When Zhang Gaiping was party chief of Shangzhou's Shanglou district, she exerted influence in an area where the monthly wage for an official was less than 600 yuan. But in one of the poorest parts of impoverished Shaanxi province, the 49-year-old was able to amass more than 1 million yuan in five years by peddling her influence among the government employees around her.

Shangzhou officials bribed, borrowed and stole the money needed to pay her to further their careers in a corruption scandal that state media have described as the province's biggest. But Zhang's alleged graft is just one of the many official cash-for-promotions cases across the country in recent years.
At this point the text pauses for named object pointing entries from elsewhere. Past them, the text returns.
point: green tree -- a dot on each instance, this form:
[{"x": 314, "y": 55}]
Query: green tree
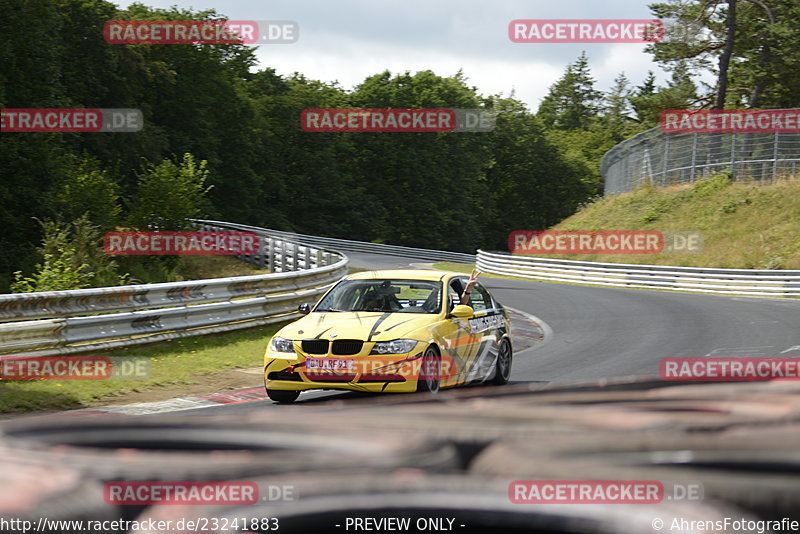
[
  {"x": 169, "y": 193},
  {"x": 533, "y": 185},
  {"x": 92, "y": 191},
  {"x": 572, "y": 102}
]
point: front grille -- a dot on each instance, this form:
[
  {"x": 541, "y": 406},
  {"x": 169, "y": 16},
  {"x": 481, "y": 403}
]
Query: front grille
[
  {"x": 284, "y": 375},
  {"x": 315, "y": 346},
  {"x": 347, "y": 347}
]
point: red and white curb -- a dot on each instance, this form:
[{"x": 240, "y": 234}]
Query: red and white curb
[{"x": 234, "y": 396}]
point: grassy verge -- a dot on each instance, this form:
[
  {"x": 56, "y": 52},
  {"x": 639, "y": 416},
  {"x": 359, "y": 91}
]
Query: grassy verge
[
  {"x": 744, "y": 225},
  {"x": 173, "y": 364}
]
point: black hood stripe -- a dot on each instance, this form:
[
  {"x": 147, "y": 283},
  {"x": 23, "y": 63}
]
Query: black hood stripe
[
  {"x": 377, "y": 324},
  {"x": 318, "y": 336},
  {"x": 398, "y": 324}
]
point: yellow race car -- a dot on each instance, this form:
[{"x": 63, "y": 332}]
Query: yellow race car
[{"x": 392, "y": 331}]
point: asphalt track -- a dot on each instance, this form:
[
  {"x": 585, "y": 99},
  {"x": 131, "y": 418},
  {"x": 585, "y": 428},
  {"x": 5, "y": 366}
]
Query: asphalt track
[{"x": 596, "y": 332}]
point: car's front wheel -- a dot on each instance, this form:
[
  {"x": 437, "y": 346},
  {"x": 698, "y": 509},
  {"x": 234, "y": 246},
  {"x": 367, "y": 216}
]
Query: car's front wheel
[
  {"x": 430, "y": 371},
  {"x": 502, "y": 371},
  {"x": 282, "y": 396}
]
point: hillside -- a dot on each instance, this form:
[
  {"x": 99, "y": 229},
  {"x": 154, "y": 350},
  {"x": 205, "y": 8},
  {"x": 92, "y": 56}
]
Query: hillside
[{"x": 744, "y": 225}]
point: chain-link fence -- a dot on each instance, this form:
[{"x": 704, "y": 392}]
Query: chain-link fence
[{"x": 672, "y": 158}]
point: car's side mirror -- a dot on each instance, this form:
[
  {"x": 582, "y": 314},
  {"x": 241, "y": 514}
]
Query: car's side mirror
[{"x": 462, "y": 311}]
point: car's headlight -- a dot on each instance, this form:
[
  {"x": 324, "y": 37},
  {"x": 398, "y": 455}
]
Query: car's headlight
[
  {"x": 279, "y": 344},
  {"x": 398, "y": 346}
]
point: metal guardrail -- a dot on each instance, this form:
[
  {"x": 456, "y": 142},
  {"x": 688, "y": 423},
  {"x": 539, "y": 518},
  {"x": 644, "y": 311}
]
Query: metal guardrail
[
  {"x": 694, "y": 279},
  {"x": 88, "y": 319},
  {"x": 346, "y": 245},
  {"x": 660, "y": 158}
]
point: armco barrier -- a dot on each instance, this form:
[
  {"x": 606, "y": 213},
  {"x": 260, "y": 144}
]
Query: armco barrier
[
  {"x": 345, "y": 245},
  {"x": 695, "y": 279},
  {"x": 111, "y": 317}
]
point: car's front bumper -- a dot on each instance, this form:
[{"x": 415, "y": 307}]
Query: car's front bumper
[{"x": 395, "y": 373}]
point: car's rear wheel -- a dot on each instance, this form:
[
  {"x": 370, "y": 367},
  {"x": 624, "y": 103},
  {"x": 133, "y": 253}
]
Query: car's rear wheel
[
  {"x": 502, "y": 371},
  {"x": 282, "y": 396},
  {"x": 430, "y": 371}
]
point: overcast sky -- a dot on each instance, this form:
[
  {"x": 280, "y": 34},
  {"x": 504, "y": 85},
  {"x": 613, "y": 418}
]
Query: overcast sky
[{"x": 348, "y": 40}]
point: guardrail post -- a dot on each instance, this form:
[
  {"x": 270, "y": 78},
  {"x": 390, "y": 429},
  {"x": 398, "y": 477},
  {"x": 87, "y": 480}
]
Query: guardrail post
[
  {"x": 270, "y": 244},
  {"x": 775, "y": 153},
  {"x": 262, "y": 260}
]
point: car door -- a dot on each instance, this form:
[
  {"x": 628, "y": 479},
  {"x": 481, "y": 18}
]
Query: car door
[
  {"x": 484, "y": 331},
  {"x": 460, "y": 346}
]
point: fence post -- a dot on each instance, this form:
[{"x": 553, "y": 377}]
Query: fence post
[
  {"x": 694, "y": 156},
  {"x": 262, "y": 260},
  {"x": 270, "y": 254}
]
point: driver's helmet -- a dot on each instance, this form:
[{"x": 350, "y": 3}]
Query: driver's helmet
[{"x": 373, "y": 301}]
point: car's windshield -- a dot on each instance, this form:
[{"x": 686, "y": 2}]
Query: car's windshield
[{"x": 383, "y": 295}]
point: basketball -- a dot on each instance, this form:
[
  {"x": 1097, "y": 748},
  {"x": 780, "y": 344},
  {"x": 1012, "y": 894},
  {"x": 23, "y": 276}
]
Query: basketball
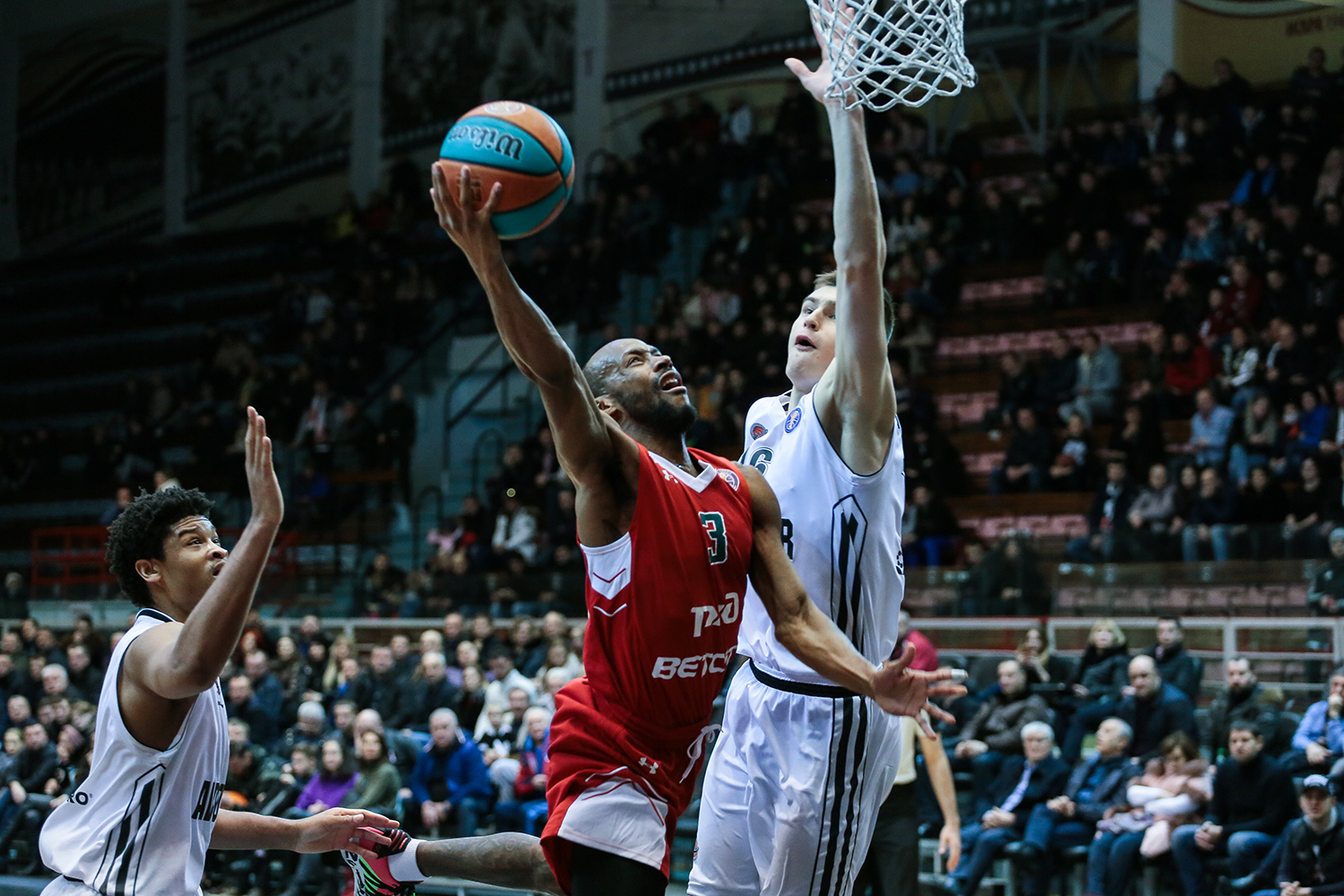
[{"x": 521, "y": 148}]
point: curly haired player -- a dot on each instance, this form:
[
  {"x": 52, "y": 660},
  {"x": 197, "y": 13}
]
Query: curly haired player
[
  {"x": 669, "y": 535},
  {"x": 142, "y": 821}
]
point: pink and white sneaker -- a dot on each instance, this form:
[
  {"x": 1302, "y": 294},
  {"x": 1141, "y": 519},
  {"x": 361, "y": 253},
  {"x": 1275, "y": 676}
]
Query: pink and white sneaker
[{"x": 373, "y": 877}]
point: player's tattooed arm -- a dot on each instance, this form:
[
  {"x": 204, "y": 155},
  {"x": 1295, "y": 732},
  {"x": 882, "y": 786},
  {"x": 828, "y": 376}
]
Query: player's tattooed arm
[{"x": 588, "y": 444}]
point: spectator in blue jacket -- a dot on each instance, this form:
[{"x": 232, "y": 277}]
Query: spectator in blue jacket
[
  {"x": 1319, "y": 742},
  {"x": 449, "y": 780},
  {"x": 1097, "y": 384},
  {"x": 527, "y": 810}
]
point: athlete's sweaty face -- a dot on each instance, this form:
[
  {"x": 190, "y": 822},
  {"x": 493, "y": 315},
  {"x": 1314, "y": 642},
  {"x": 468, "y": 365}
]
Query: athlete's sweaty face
[
  {"x": 642, "y": 383},
  {"x": 812, "y": 339},
  {"x": 193, "y": 559}
]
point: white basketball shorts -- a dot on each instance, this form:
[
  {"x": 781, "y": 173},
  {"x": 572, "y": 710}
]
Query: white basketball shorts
[{"x": 792, "y": 788}]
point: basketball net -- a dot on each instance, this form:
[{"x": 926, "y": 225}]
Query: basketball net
[{"x": 892, "y": 51}]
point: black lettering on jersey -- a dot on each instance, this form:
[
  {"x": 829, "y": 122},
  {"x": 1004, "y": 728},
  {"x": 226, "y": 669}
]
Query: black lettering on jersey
[
  {"x": 849, "y": 533},
  {"x": 761, "y": 458},
  {"x": 712, "y": 522},
  {"x": 207, "y": 804}
]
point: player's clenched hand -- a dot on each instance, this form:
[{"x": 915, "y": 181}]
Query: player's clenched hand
[
  {"x": 470, "y": 228},
  {"x": 905, "y": 692},
  {"x": 268, "y": 503},
  {"x": 340, "y": 829}
]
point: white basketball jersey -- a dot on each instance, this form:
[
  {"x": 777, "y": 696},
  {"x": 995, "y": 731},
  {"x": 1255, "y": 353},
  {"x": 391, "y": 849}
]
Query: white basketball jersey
[
  {"x": 142, "y": 823},
  {"x": 841, "y": 530}
]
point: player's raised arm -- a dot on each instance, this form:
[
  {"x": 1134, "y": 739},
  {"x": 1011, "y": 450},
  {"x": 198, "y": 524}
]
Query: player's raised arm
[
  {"x": 585, "y": 443},
  {"x": 177, "y": 662},
  {"x": 855, "y": 395},
  {"x": 812, "y": 637}
]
Zhang's trial last week at Xian Intermediate Court illustrated the value of power as a commodity. Before being sentenced to 13 years in jail, the court heard she accepted up to 380,000 yuan in one case to help officials advance their careers.

A total of 27 officials and a local property developer paid for her influence between 2000 and last year. The public servants offering the bribes worked in departments from education and finance to transport, agriculture and welfare.
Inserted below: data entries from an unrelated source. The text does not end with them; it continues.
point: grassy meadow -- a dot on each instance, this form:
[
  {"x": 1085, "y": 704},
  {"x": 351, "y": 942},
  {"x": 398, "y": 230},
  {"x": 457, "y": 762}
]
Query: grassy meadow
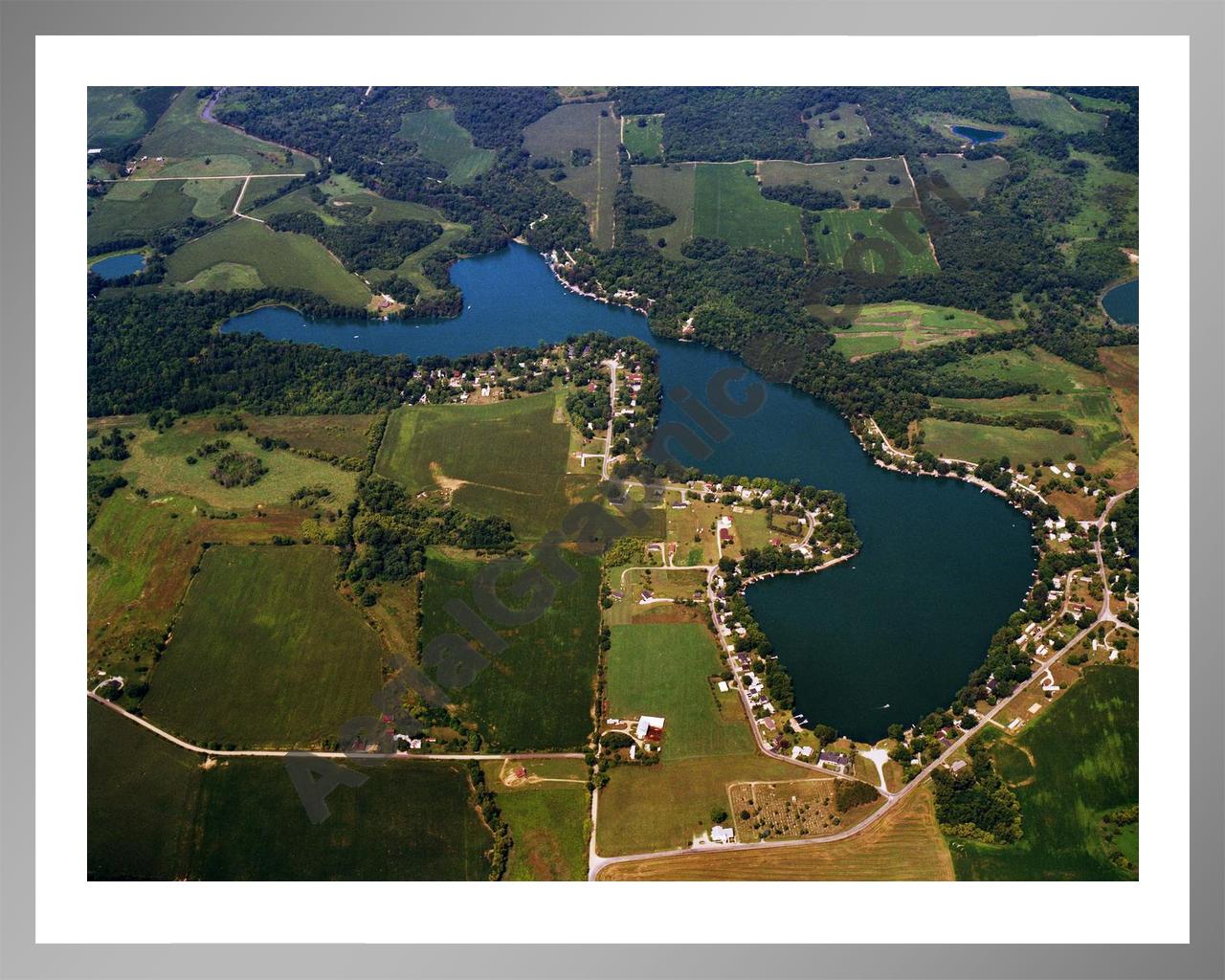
[
  {"x": 547, "y": 819},
  {"x": 265, "y": 652},
  {"x": 582, "y": 125},
  {"x": 506, "y": 458},
  {"x": 727, "y": 205},
  {"x": 440, "y": 139},
  {"x": 156, "y": 813},
  {"x": 276, "y": 258},
  {"x": 1054, "y": 110},
  {"x": 538, "y": 692},
  {"x": 1077, "y": 761},
  {"x": 893, "y": 326}
]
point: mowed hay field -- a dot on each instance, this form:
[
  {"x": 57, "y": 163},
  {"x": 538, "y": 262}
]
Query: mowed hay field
[
  {"x": 158, "y": 462},
  {"x": 891, "y": 243},
  {"x": 537, "y": 694},
  {"x": 969, "y": 179},
  {"x": 727, "y": 205},
  {"x": 893, "y": 326},
  {"x": 1054, "y": 110},
  {"x": 440, "y": 139},
  {"x": 506, "y": 458},
  {"x": 278, "y": 258},
  {"x": 1085, "y": 762},
  {"x": 849, "y": 178},
  {"x": 1068, "y": 393},
  {"x": 156, "y": 813},
  {"x": 265, "y": 652},
  {"x": 673, "y": 188},
  {"x": 185, "y": 140},
  {"x": 547, "y": 818},
  {"x": 665, "y": 669},
  {"x": 905, "y": 844},
  {"x": 580, "y": 125}
]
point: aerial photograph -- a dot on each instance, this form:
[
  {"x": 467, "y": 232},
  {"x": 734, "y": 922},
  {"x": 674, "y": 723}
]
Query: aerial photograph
[{"x": 612, "y": 484}]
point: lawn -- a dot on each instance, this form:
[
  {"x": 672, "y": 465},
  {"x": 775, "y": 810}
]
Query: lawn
[
  {"x": 673, "y": 188},
  {"x": 156, "y": 813},
  {"x": 727, "y": 205},
  {"x": 119, "y": 114},
  {"x": 889, "y": 326},
  {"x": 665, "y": 669},
  {"x": 506, "y": 458},
  {"x": 187, "y": 141},
  {"x": 440, "y": 139},
  {"x": 265, "y": 652},
  {"x": 1050, "y": 109},
  {"x": 158, "y": 462},
  {"x": 823, "y": 127},
  {"x": 646, "y": 141},
  {"x": 280, "y": 260},
  {"x": 537, "y": 694},
  {"x": 547, "y": 819},
  {"x": 849, "y": 178},
  {"x": 969, "y": 179},
  {"x": 582, "y": 125},
  {"x": 1085, "y": 761},
  {"x": 903, "y": 845},
  {"x": 878, "y": 250}
]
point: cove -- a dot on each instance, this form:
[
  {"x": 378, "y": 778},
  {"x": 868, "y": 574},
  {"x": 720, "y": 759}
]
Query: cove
[
  {"x": 901, "y": 625},
  {"x": 117, "y": 266},
  {"x": 1123, "y": 304},
  {"x": 978, "y": 136}
]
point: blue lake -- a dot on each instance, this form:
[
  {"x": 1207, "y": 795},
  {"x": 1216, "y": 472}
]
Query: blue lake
[
  {"x": 978, "y": 136},
  {"x": 118, "y": 266},
  {"x": 1123, "y": 304},
  {"x": 902, "y": 625}
]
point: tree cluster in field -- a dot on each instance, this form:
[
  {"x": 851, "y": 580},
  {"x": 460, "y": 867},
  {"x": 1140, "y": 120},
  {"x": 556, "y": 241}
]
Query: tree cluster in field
[
  {"x": 975, "y": 803},
  {"x": 486, "y": 803},
  {"x": 236, "y": 468}
]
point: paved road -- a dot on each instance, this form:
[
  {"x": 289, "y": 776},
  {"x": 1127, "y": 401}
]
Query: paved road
[{"x": 598, "y": 862}]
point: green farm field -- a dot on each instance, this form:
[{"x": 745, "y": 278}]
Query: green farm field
[
  {"x": 1085, "y": 761},
  {"x": 121, "y": 114},
  {"x": 538, "y": 692},
  {"x": 823, "y": 127},
  {"x": 156, "y": 813},
  {"x": 850, "y": 178},
  {"x": 893, "y": 326},
  {"x": 644, "y": 143},
  {"x": 506, "y": 458},
  {"x": 187, "y": 141},
  {"x": 673, "y": 188},
  {"x": 903, "y": 845},
  {"x": 880, "y": 250},
  {"x": 440, "y": 139},
  {"x": 266, "y": 653},
  {"x": 160, "y": 463},
  {"x": 279, "y": 258},
  {"x": 727, "y": 205},
  {"x": 969, "y": 179},
  {"x": 1054, "y": 110},
  {"x": 580, "y": 125},
  {"x": 664, "y": 669},
  {"x": 547, "y": 819}
]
To raise the money for the bribes, the officials embezzled public funds, took bribes from their juniors or borrowed money from banks and friends.

The largest single sum Zhang received was from Chen Xinzhi, then director of Shangzhou's education bureau. Chen paid Zhang 380,000 yuan, including 40,000 yuan from a fund for a hygiene and anti-epidemic centre.
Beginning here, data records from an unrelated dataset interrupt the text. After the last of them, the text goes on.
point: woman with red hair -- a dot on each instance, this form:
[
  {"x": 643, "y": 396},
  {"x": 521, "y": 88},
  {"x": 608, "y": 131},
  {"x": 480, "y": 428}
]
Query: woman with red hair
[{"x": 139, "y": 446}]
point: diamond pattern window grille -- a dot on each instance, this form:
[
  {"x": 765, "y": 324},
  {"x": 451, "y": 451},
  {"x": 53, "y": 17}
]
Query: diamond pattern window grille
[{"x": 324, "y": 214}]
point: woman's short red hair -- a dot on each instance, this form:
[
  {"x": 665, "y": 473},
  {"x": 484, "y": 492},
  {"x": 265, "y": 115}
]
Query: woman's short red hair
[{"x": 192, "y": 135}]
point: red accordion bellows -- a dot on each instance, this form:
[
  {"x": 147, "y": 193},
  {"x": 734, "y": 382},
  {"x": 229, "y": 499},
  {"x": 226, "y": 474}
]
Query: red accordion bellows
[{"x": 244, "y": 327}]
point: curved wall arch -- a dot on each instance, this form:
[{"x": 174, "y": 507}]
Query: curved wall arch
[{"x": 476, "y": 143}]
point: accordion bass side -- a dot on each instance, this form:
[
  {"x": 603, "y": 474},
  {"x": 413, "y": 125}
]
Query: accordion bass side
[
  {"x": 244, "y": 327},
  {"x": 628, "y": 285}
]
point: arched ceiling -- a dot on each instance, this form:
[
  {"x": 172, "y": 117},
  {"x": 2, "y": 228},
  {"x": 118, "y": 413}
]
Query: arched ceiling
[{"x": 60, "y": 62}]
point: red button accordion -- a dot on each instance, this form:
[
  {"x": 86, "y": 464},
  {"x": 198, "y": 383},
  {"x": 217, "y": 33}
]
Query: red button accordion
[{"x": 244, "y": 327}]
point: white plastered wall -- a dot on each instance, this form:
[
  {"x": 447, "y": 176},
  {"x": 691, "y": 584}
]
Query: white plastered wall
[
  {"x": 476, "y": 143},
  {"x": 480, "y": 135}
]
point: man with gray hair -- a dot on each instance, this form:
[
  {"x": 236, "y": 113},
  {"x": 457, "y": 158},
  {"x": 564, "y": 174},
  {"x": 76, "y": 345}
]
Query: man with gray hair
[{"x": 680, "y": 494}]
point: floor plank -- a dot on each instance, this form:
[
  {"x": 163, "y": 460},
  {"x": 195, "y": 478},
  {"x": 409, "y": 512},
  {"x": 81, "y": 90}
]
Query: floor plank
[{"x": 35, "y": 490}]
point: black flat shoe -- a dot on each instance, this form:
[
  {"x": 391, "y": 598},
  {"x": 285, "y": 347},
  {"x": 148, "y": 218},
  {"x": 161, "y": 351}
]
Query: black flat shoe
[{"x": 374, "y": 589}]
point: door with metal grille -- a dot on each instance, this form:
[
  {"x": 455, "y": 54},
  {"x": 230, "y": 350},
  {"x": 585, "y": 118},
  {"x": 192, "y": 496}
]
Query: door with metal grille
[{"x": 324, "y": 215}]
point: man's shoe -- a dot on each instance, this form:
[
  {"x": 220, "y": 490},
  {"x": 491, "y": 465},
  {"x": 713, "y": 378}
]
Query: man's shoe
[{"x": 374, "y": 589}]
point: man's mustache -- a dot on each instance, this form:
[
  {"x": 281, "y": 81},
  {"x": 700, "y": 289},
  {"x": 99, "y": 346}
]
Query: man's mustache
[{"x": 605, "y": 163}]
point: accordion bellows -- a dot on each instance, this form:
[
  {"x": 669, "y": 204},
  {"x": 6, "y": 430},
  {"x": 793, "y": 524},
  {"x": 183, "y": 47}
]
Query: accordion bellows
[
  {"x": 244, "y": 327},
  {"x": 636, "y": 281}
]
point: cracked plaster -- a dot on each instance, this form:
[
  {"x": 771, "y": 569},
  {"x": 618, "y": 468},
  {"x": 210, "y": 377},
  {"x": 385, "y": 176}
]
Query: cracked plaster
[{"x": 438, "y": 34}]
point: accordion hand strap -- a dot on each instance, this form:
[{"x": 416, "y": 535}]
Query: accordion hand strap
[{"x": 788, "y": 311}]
Zhang Bin, former deputy director of transport bureau, in 2003 and 2004 embezzled 30,000 yuan from public accounts so Zhang would endorse his promotion to head of Shangzhou's administration office.

And two family planning officials took out bank loans to cover their bribery expenses.

'It was well-known among Shangzhou officials that to get promoted, you had to pay Zhang Gaiping. If not, you had no chance,' the China Youth Daily quoted an unnamed official as saying.

Zhang was arrested in April after another official, who was sentenced to 10 years' jail for taking bribes from a local gangster, was found to have 'bought' his position from Zhang for 15,000 yuan.

Before being appointed Shangzhou party chief in 2000, Zhang served as the city's mayor between 1999 and 2000, and Qindu district party head between 1997 and 1999.

She did not contest any of the charges against her and admitted to frittering away much of the money on bribing Beijing officials in the interests of her own career. Only three of 27 officials involved in the scandal have been arrested. The rest are still free and face no penalty.

And Zhang's case is not the only recent one of its kind.

Li Jiating, former governor of Yunnan province , was convicted in 2001 of taking more than 18 million yuan in bribes to promote dozens of officials. Last year, Ma De - former party secretary of Suihua , Heilongjiang province - was sentenced to death for taking more than 6 million yuan in bribes for promoting officials to important government posts during his 10 years in various government positions.

The Central Commission for Discipline Inspection announced on Wednesday that four senior officials in Guangxi , Guangdong, Sichuan and Shaanxi had been arrested or sentenced in the first six months of the year for giving and taking bribes. Zhang was the highest-ranking official of the group.

Political analyst Hu Xingdou, from the Beijing Institute of Technology, said a lack of supervision was the main reason Zhang could use her power to appoint people to official positions.

'A lack of supervision of top official leaders is still common in the government's internal structures,' Professor Hu said, adding that local governments often failed to punish corrupt officials efficiently.

'They usually only investigate and sentence the officials taking bribes, but seldom indict those officials offering bribes for their promotions,' he said.